Advisory regarding continued reformulation of Royal Canin prescription diets and general information about transitioning pets to new diets.
Royal Canin, one of several pet prescription food manufacturers, continues the reformulation of its prescription diets. (Please refer to our Client Resources, Alerts section at burkeanimal.com for previous notices.)
Most recently, the changes involve their “Health Management” line, including prescription diets that support canine and feline dental health, weight management, healthy aging, and that address fearful behaviors.
For clients whose pets may be on these health management foods, the new prescription formulas will likely be available sometime in August 2021. You will recognize them when you order or when your order arrives due to obvious changes in the packaging.

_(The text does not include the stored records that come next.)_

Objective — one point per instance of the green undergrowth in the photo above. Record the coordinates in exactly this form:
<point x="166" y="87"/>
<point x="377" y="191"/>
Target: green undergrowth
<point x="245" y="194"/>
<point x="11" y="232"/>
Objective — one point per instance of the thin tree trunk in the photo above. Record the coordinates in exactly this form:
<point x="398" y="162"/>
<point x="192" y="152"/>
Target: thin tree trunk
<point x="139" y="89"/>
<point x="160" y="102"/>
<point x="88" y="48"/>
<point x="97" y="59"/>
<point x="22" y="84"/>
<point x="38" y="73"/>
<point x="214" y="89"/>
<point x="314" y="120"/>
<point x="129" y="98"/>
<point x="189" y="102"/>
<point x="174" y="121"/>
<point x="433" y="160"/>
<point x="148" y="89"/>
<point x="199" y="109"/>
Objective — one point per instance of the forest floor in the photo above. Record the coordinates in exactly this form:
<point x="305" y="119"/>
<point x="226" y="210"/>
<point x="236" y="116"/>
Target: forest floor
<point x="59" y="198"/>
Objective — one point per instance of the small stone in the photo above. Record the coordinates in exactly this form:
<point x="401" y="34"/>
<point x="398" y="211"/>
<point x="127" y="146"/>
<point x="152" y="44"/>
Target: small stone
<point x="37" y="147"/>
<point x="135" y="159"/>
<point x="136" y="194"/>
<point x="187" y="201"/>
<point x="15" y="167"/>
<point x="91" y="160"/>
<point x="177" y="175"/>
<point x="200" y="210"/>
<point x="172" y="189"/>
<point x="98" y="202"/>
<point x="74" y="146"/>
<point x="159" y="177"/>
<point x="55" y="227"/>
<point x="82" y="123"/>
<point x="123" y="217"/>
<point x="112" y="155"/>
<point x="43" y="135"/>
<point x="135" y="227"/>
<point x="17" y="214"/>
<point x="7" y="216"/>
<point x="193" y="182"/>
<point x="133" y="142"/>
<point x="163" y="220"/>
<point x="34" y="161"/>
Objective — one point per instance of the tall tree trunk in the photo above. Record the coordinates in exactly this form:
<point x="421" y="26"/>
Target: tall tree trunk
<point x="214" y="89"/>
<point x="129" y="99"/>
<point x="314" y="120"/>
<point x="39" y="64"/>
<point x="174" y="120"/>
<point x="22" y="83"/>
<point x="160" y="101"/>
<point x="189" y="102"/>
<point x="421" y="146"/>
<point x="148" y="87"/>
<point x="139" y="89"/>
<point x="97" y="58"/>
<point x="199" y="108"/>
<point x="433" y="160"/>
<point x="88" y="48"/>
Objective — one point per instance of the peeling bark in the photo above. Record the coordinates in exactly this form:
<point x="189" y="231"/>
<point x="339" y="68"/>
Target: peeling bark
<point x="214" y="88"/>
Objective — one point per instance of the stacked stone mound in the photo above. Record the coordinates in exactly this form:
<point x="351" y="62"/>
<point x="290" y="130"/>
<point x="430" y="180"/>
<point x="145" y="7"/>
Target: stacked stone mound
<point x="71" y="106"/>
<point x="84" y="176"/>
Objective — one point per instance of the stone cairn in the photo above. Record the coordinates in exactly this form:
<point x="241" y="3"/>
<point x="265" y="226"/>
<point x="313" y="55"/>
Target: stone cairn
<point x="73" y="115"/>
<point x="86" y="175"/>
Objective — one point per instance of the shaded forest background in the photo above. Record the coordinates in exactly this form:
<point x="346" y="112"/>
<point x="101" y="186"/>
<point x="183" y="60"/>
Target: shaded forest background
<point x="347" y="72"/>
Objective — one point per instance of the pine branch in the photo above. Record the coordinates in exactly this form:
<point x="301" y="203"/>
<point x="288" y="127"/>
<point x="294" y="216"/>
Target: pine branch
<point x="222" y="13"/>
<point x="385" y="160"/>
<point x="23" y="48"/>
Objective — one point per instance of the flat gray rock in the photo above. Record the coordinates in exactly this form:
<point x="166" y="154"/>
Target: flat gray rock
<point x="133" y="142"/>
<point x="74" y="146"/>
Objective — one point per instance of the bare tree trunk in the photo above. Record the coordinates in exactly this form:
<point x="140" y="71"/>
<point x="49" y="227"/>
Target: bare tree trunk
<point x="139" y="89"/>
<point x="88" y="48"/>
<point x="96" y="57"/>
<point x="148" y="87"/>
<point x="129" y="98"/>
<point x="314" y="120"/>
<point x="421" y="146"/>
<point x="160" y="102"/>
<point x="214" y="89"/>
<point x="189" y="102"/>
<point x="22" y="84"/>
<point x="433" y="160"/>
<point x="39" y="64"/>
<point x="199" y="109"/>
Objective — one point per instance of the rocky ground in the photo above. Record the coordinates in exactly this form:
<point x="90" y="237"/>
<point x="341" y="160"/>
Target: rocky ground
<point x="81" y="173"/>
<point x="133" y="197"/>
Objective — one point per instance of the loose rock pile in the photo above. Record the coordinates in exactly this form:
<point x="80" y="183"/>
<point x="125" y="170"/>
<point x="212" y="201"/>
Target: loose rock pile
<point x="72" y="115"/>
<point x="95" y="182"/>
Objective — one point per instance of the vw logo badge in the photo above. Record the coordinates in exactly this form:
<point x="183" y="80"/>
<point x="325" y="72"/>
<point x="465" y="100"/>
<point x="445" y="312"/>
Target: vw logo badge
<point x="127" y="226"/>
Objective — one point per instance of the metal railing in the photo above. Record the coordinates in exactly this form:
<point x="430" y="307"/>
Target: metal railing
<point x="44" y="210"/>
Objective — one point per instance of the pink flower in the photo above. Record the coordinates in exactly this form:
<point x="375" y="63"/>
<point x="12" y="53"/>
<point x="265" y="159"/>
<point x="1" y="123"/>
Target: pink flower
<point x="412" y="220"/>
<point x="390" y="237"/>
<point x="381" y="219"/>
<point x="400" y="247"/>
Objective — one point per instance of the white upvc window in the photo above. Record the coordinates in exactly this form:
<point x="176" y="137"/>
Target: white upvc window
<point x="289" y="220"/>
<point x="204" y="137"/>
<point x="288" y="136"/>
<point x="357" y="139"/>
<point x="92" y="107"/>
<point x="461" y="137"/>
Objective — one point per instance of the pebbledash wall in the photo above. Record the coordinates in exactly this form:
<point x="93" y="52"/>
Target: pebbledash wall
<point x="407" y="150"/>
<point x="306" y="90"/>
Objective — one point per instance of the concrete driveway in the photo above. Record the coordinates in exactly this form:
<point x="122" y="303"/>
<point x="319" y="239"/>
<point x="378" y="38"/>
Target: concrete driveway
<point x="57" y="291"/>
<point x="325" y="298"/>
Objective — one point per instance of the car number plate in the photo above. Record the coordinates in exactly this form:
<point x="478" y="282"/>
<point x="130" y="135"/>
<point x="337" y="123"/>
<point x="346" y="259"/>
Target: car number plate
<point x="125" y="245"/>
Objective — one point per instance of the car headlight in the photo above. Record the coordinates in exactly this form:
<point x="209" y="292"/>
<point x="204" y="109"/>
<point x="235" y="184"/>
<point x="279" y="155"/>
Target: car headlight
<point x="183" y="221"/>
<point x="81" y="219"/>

The majority of the changes in the Health Management line are relatively benign, but pets, especially those with any type of sensitivities, may still benefit from a slow transition to the new formulas as noted below. Dental Small Dog dry food has a moderate formula change with a specific recommendation for this slow transition.
Our veterinarians recommend that any time you change a pet’s diet, whether it is a new food or a reformulation of the same brand, it should be done slowly over a 7 to 10-day period as follows: *
- Days l-3, feed your pet 75% of the old diet; 25% of the new or reformulated diet.
- Days 4-6, feed 50% of the old diet; 50% of the new or reformulated diet.
- Days 7-9, feed 25% of the old diet; 75% of the new or reformulated diet.
Thereafter, transition to 100% of the new diet if your pet is doing well.
If your pet experiences gastrointestinal upset, such as vomiting or diarrhea, or any other abnormalities when changing to a new diet or reformulated food, please stop the new diet and call the clinic at 703-569-9600 for a doctor’s advice. Feel free to call with any questions about Royal Canin’s reformulations.
Burke Animal Clinic Veterinarians
*An exception to the slow transition would be if the veterinarian has recommended the soft bland diet (plain chicken and rice), which should begin without any transition period unless directed otherwise.